The 2020 presidential election came and went, with now-President Joe Biden narrowly defeating incumbent President Donald Trump in Michigan by 154,000 votes or 2.8 percent. By May of 2021, the Muskegon investigation was absorbed by the FBI as part of a broader multi-state probe.
“That’s the last we heard of it,” said Mr. Howell.
On Feb. 17, 2024, The Epoch Times asked Danny Wimmer, the spokesman for the Michigan attorney general’s office, why the attorney general did not charge anyone and why the state and local component of the investigation was deactivated, and the case handed to the FBI. Mr. Wimmer has yet to reply.
Almost three years after the FBI took over the Muskegon case, the bureau’s national press office told The Epoch Times that the “FBI’s standard practice is to neither confirm nor deny the existence of investigations.”

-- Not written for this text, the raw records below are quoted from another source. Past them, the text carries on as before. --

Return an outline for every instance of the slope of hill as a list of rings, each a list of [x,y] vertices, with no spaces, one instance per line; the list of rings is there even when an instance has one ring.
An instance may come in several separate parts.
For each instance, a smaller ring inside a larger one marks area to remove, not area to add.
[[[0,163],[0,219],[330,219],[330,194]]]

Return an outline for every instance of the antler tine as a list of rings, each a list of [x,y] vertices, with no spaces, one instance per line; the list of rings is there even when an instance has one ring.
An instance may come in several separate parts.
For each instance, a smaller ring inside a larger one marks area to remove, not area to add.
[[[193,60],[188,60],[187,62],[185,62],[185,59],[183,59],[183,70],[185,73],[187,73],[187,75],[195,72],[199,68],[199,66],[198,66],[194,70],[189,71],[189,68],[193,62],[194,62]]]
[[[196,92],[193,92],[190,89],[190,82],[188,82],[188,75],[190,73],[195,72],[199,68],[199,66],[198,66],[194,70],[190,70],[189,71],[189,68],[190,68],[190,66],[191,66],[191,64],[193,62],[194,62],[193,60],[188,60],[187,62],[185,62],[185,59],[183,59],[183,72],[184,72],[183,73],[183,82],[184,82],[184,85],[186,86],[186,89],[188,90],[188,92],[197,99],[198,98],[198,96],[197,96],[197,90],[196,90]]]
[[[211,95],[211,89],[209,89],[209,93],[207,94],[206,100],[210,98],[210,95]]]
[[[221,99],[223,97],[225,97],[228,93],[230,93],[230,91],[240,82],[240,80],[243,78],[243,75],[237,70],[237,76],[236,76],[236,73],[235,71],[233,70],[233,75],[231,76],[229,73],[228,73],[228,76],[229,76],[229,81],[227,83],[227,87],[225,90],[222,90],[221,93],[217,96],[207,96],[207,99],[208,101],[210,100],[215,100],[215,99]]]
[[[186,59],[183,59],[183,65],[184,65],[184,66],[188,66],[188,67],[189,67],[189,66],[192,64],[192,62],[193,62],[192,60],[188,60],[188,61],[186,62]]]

Mr. Howell, a 27-year U.S. military veteran, who served as a physician’s assistant in Operation Desert Storm, Operation Iraqi Freedom, and the war in Afghanistan, told The Epoch Times, “In my opinion, so many felonies could have come out of the Muskegon investigation. People deserve answers.”
‘Totally Opaque’
MFE’s chairperson Patrice Johnson told The Epoch Times: “Unlike most evidence in criminal fraud cases, much evidence needed to prove election fraud can be legally erased or destroyed by election officials after 22 months unless notified by law enforcement to preserve them. We have been unable to confirm if any such notice has ever been issued in the Muskegon case. There is also a federal five-year statute of limitations for voter fraud.”Ms. Johnson said there have been “no status updates, and we are left feeling doubtful that anyone will be held accountable.”
She questioned why the FBI was allegedly withholding status reports and being “totally opaque” on the matter.
“If the FBI is trying to run the clock out, the Muskegon/GBI Strategies voter fraud investigation will die because most of the important evidence will have been destroyed,” she said.
Mr. Howell said that citizen groups in Michigan are conducting extensive legwork, exposing voter registration wrongdoing, and looking for ways to prevent a repeat of 2020.
He, like other concerned citizens throughout the Great Lakes state, has signed up to be a local election worker and has become active in his county’s Republican Party.
According to an Aug. 2022 entry in the status journal kept by the Michigan State Police, evidence gathered in the Muskegon case was still being retained for the FBI. The last entry in the journal, posted on Sept. 20, 2022, listed the investigation as open.